Por estos días circula en redes la foto de un curriculum escrito a mano, el autor es Carlos Duarte. Un joven argentino de 21 años que a razón de no tener dinero para hacer imprimir su hoja de vida, decidió sentarse en una mesa, arrancar la hoja de un cuaderno y escribir con un bolígrafo sus datos personales, con el único objetivo de conseguir un empleo.



Euge Lopez, fue la mujer que se encargó de hacer viral el curriculum de Carlos Duarte al publicar lo ocurrido en su perfil de Facebook. El joven llegó a su negocio en busca de una vacante y al encontrar una respuesta negativa, Euge le propuso dejar su hoja de vida en caso de que llegaran a necesitar a alguien.
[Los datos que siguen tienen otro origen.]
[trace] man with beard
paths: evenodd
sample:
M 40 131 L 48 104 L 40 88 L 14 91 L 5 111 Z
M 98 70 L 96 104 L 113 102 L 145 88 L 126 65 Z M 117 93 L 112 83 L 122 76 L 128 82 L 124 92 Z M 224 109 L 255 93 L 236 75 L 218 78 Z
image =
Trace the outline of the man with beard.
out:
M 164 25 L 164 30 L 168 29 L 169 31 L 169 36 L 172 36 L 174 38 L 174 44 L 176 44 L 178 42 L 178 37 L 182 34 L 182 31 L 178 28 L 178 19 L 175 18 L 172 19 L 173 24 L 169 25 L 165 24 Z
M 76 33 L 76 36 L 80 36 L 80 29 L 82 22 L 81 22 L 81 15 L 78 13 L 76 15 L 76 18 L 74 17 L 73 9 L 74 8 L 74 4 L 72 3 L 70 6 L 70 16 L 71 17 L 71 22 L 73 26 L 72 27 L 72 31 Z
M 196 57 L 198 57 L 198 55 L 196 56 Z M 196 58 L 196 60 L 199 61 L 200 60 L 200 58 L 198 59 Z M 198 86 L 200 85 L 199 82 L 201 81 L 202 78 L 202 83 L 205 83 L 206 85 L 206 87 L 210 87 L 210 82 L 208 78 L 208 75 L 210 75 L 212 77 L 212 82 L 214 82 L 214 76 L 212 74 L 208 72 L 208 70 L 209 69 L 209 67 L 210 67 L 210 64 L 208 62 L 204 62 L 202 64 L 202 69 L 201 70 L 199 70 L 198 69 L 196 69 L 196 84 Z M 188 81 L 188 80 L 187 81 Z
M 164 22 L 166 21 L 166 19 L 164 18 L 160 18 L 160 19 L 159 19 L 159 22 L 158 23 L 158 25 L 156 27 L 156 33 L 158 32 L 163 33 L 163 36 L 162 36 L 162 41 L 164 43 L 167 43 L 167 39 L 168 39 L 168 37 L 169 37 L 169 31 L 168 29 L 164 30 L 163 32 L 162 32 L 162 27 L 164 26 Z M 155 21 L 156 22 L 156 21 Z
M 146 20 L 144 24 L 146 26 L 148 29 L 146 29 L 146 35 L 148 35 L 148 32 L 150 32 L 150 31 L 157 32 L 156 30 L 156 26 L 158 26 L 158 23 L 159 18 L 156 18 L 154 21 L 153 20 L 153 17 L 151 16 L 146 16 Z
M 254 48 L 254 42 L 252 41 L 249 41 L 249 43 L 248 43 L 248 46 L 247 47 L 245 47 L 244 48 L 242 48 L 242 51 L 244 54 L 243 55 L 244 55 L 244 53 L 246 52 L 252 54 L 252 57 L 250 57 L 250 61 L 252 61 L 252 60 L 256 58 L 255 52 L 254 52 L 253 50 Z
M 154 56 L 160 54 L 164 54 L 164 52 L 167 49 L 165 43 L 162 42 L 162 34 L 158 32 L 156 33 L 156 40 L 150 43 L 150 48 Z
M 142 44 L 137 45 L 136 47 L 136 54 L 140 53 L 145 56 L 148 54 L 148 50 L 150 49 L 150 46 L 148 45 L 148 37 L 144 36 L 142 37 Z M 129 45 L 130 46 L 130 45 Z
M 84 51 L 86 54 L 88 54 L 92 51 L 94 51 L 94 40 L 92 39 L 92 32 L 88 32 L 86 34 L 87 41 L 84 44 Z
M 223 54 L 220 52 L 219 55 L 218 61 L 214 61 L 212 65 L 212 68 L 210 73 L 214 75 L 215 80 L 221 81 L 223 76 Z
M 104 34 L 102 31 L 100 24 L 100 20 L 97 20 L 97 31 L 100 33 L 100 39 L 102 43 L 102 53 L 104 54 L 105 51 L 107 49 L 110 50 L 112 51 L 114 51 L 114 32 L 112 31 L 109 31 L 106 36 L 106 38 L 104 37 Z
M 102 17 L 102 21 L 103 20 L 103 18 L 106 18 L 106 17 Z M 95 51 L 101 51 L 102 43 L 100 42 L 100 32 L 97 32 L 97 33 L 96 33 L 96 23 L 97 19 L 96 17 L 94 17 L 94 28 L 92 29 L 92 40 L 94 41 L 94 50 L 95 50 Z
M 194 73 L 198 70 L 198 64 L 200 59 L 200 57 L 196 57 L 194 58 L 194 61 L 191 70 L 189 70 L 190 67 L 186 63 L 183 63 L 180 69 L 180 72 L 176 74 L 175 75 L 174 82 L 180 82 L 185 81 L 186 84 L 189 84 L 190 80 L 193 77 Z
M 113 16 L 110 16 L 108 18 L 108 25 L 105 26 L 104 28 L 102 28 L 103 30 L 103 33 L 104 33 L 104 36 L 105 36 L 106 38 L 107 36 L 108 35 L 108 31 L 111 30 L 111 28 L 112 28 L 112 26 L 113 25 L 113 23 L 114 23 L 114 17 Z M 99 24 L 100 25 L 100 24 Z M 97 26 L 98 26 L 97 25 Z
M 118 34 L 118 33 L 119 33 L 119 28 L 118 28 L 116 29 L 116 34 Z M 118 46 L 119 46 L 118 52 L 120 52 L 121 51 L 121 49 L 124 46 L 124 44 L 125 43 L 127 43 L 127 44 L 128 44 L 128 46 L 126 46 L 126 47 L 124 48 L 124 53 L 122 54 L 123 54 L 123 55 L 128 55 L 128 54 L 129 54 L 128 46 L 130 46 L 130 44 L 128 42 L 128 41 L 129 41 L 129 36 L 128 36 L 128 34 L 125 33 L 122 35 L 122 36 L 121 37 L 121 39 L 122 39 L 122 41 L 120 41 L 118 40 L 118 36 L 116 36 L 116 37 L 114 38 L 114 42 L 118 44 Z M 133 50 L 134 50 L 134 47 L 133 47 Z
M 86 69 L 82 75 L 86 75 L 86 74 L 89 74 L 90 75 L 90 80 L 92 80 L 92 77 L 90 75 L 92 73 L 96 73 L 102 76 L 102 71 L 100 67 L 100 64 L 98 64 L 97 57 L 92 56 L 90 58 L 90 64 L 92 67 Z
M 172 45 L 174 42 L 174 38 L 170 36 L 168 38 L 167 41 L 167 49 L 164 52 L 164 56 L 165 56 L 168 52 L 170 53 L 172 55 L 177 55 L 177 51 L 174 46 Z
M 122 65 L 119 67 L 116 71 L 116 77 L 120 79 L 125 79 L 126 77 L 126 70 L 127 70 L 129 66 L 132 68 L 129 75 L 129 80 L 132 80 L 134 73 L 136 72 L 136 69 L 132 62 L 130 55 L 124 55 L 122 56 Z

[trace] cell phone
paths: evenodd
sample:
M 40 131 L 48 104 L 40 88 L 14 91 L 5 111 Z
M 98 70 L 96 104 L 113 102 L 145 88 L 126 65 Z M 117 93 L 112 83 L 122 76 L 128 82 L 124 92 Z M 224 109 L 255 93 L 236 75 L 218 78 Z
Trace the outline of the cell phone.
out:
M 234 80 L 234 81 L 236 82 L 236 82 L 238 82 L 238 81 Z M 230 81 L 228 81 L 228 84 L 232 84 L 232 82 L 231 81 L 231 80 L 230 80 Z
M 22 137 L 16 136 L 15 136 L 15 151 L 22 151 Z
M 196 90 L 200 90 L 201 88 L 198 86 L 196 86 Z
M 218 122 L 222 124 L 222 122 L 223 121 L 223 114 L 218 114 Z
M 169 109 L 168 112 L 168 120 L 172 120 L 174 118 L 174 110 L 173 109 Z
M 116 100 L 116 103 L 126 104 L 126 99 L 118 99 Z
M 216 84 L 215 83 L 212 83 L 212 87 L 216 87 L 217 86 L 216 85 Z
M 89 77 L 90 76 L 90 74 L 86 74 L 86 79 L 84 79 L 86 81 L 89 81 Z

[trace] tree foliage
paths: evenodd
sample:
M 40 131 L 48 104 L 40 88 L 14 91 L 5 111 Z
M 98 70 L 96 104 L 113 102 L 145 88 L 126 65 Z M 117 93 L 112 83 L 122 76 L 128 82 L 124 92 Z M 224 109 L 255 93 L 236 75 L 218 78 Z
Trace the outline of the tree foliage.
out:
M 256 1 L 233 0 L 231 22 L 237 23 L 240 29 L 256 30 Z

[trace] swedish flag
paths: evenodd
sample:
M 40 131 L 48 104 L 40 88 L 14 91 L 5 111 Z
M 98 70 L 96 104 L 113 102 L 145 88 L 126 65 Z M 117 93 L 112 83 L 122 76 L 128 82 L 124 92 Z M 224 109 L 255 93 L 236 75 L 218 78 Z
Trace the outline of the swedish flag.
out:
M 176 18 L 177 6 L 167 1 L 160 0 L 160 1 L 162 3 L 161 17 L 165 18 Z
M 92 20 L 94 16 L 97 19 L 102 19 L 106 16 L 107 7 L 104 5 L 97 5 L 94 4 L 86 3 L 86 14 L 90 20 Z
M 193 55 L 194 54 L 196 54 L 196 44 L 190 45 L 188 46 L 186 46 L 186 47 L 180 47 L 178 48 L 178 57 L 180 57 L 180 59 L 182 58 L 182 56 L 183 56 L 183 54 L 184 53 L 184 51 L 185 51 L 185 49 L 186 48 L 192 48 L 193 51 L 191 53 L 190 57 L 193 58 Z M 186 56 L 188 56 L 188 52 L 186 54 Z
Temeroso, pero decidido, Carlos le explicó a Euge que estaba atravesando una situación económica muy complicada y que no contaba con el dinero suficiente para imprimir su curriculum y dejarlo allí. Tras aceptar la iniciativa y dejar sus datos plasmados en el papel, Carlos partió con la esperanza de que se abriera una vacante para ser aceptado, lo que nunca imaginó fue que ese acto desesperado de coraje se convirtiera en la solución a sus problemas. Fue llamado a una entrevista para trabajar en una fabrica de vidrios luego de que la publicación de Euge se viralizara. 



Estas son algunas lecciones que nos da Carlos Duarte.

Se pueden sacar fuerzas de donde ya no las hay

Carlos, es la muestra perfecta de que cuando la necesidad así lo dicta, hay que sacar fuerza de donde parece ya no haberla. Como dicen las abuelas «hacer de tripas, corazón», explorar todas las posibilidades, arriesgarnos a hacer cosas que jamás creímos estar dispuestos a hacer, ser valientes aunque por dentro estemos aterrados y salir a buscar la solución cuando incluso, todo parezca ir en contra de nuestros deseos.

Las ganas de salir adelante nunca deben ser pisoteadas

Vale, que otros pueden venir a decirnos en la cara que estamos locos o que simplemente no lo vamos a lograr. Pero ¿Qué pasa si me arriesgo y gano? La vida muchas veces nos pone de puntitas, al borde de un abismo y sin previo aviso, nos empuja al vacío, sin clemencia, sin ninguna clase de piedad. Nos obliga a redescubrirnos y a encontrar fortalezas y dones que creíamos perdidos.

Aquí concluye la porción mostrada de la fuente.